The endosperm texture influences the quality and quantity of extra maize meal. The endosperm hardness allows obtaining the higher quantity of extra maize meal. Castells et al. (2008) and Costa, Môro, Môro, Da Silva, and Panizzi (2003) suggested important correlations between the endosperm texture and mycotoxin distribution within the milling fractions. Therefore, the high-density kernel and the compact structure of the pericarp act like an effective antifungal barrier explaining the resistance to FB contamination. When the particle size of the endosperm decreases the mycotoxin levels increase (Burger et al., 2013). Analyzing the mycotoxins contents from milling end-products we can observe that the fraction containing coarse endosperm particles (MF8) had lower contamination levels compared with the fraction with fine particles (MF7) (Table 3). Practically, the MF8 fraction arises from the endosperm and has lower levels of mycotoxins, compared to the MF7. These results indicate that the transfer of the mycotoxins to the inner structure of the kernel is reduced because of the outer layer which acts like a physical barrier. On the other hand, due to its specific hardness, the endosperm is less susceptible to breaking and cracking and is more like to allow obtaining coarse milling fractions (Burger et al., 2013).

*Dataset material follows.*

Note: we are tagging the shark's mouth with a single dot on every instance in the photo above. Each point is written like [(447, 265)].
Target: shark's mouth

The MF6 fraction contains medium size endosperm particles and some germ and pericarp fragments, include some fine granulated fractions, and in consequence have higher mycotoxins content than the MF8 (Table 3).

Conclusions

FB and T-2 were identified in all tested maize samples. The level of contamination in the milling fractions depends on the initial content of mycotoxins in the whole maize. The highest levels of mycotoxins were identified in the hominy feed fractions, whereas in the fractions designated to human consumption (extra maize meal, superior maize meal, and maize flour) the FB and T-2 levels were lower. The results indicated that granularity influences the contents of mycotoxins in maize meal end-products. The lowest level of mycotoxins was identified in extra maize meal that contains coarse particle, has uniform fineness and low fat content.

Disclosure statement

The authors declare that they have no conflict of interest.